JAMES CITY Co., Va. - Every morning, James City County resident Kadi Spruill greets 50,000 of her closest flying friends.
"This is part of my morning routine; it helps my anxiety. I come out and see my ladies and make sure their sugar water is full," said Spruill.
There are more than 150 backyard beekeepers in her county, where the bees represent more than just a humming hobby.
"I do it to help the environment, and honey is a beautiful secondary thing," Spruill stated.
According to Michael Garvin, President of the Williamsburg Area Beekeepers, every third bite of what you eat is made because of the honeybees.
"One third of everything we eat is pollinated by bees, so without them we are without blackberries, avocados, almonds and other fresh produce that relies on pollination," Garvin explained.
Recently, Spruill, Garvin and the rest of the beekeeping community became all "a-buzz" after one of their fellow county keepers was forced to give up her coveted hives that she had nurtured for more than seven years.
"She received a letter saying staff in the county received a complaint about the bees, and she had to get rid of hives with no opportunity for recourse or any accommodations made on her end," Spruill explained to News 3.
James City County Zoning Administrator Christy Parrish was aware of this complaint. She told News 3 by phone Monday that beekeeping is not permitted in residential areas but is allowed in agricultural areas. The frustration from the beekeepers lies in the fact that the ordinance is not spelled out. Parrish stated since it's not listed as permitted, it is known as an exclusion law:
"Sec. 24-4. - Exclusive nature of the chapter.
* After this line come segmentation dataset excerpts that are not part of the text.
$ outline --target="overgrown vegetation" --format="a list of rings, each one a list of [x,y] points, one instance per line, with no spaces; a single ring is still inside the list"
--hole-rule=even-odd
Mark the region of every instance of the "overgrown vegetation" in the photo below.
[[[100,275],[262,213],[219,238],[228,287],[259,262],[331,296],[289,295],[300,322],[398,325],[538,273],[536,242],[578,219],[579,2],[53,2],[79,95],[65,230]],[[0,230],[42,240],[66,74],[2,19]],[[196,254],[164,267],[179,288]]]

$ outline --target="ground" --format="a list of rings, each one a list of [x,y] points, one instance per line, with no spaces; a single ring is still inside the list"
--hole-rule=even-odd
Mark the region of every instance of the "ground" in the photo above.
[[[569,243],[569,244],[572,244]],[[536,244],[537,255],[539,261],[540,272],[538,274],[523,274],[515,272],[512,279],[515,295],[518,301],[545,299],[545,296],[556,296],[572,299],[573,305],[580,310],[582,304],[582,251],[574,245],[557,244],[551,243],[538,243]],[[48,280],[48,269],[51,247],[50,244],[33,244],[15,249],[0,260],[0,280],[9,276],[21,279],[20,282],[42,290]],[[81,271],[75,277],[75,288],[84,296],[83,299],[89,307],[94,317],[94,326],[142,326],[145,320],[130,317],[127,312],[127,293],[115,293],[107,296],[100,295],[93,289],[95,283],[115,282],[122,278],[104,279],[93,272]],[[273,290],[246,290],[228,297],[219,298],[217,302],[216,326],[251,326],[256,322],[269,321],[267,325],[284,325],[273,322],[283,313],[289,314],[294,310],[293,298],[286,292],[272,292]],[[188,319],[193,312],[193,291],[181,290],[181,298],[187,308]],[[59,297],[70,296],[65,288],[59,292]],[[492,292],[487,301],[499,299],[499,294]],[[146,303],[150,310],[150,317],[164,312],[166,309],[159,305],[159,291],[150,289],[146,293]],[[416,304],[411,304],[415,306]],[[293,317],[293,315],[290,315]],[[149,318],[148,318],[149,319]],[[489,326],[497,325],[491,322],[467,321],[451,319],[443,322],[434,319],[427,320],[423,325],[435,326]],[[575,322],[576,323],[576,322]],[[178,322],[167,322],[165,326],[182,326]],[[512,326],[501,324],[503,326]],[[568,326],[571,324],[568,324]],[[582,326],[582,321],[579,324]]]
This chapter shall be deemed exclusive in nature and only those uses specified shall be permitted in the various zoning districts. If a use is not specified in a zoning district, it shall be prohibited in that district. In the event that a use is not permitted in any zoning district, it may only be permitted after appropriate amendment to the text of this chapter. "
"Clearly, the county is saying, 'What you are doing is technically not allowed, but we aren't gonna crack down on you.' We don't feel like that is safe enough for us," said Spruill.
Parrish says the county will not be cracking down on those with backyard hives; they will only enforce it at this point on a complaint basis.
"We don't want to wait until a complaint is made, and there is no recourse on our end," Spruill explained. "Jamestown is the birthplace of beekeeping; they were brought here in 1622. We think they should capitalize on that, embrace that and work with us."